Continue on though about how florida is going to be completely underwater soon (although im sure no one would be upset anyway)

Just for your edification, to continue generally means that one has started something.  I never said that Florida would be "completely under water soon"--I never even said that Key West would be completely underwater soon, let alone the state of Florida--so it is not possible for me to continue on about how Florida is going to be completely underwater soon.

As for no one being upset, that's demonstrably false.  Plenty of us will be upset by Florida's diminishing landmass.  First, there are all the tourists and developers I mentioned above.  Secondly, the many posters who post here who live less than five feet above sea level.  Third, me.  And my family!  (Despite all the negative posts about Florida on this forum, some of posters love Florida.  And so do our families.)  I travel to Florida regularly.  My son's first experience on a real ocean beach was in Miami.  His first swimming pool experience happened in Destin.  The first real shipwreck I ever dived was just off Key Largo.  Even now, we're planning a two-week trip to Florida in June.  I've been diving the reefs in Florida and in the Caribbean, as well as in other tropical and subtropical zones in various seas around the globe, and in the seventeen years that I've been diving them I've seen the increasing bleaching of the coral.  It's palpable.  I can compares underwater photos that I made with ones I made a decade later in the same spot and the degradation is unmistakable.  It's a sad state of affairs.  And it's not just the reefs--although to lose the biota they support does make me wistful--but it's the land itself.  Some of the finest beaches, in fact, probably the very finest beaches in the United States are in Florida--and yes I have also visited several of the Hawaiian Islands and some of the US protectorate islands in the Caribbean--Florida has some pulverized white quartz that doesn't get hot under your feet the way the yellow sand in California, Texas, and the Carolinas do.  It's quite a loss, really, when we lose it.  And we will.  Whether the seas rise one foot or five feet over the next several decades no one really knows, and no one is predicting that Florida will be "completely under water" but everyone is predicting that Florida will lose some coastal territory.  
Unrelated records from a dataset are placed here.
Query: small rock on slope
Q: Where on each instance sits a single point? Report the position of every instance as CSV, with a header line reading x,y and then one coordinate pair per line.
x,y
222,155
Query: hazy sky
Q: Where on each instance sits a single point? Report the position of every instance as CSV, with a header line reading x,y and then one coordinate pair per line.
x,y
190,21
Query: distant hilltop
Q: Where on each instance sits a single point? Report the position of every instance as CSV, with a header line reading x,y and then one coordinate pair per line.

You may also have noticed that I have made this response avoiding the use of the phrase which shall not be mentioned.  I suspect that most Floridians will learn to do that as well.  Call it what you will, but coasts do change.  Florida coast changes regularly, and we know this from the writings of Spanish chroniclers dating back nearly five centuries.  The difference now is that the current changes are probably anthropogenic.

I do understand the economic pressure put upon the governor and his legislature to avoid alarming the tourists and the contractors, but the sooner that they are honest with themselves, the better off all of us will be.  The pressure to avoid mention of it by name is not helping matters.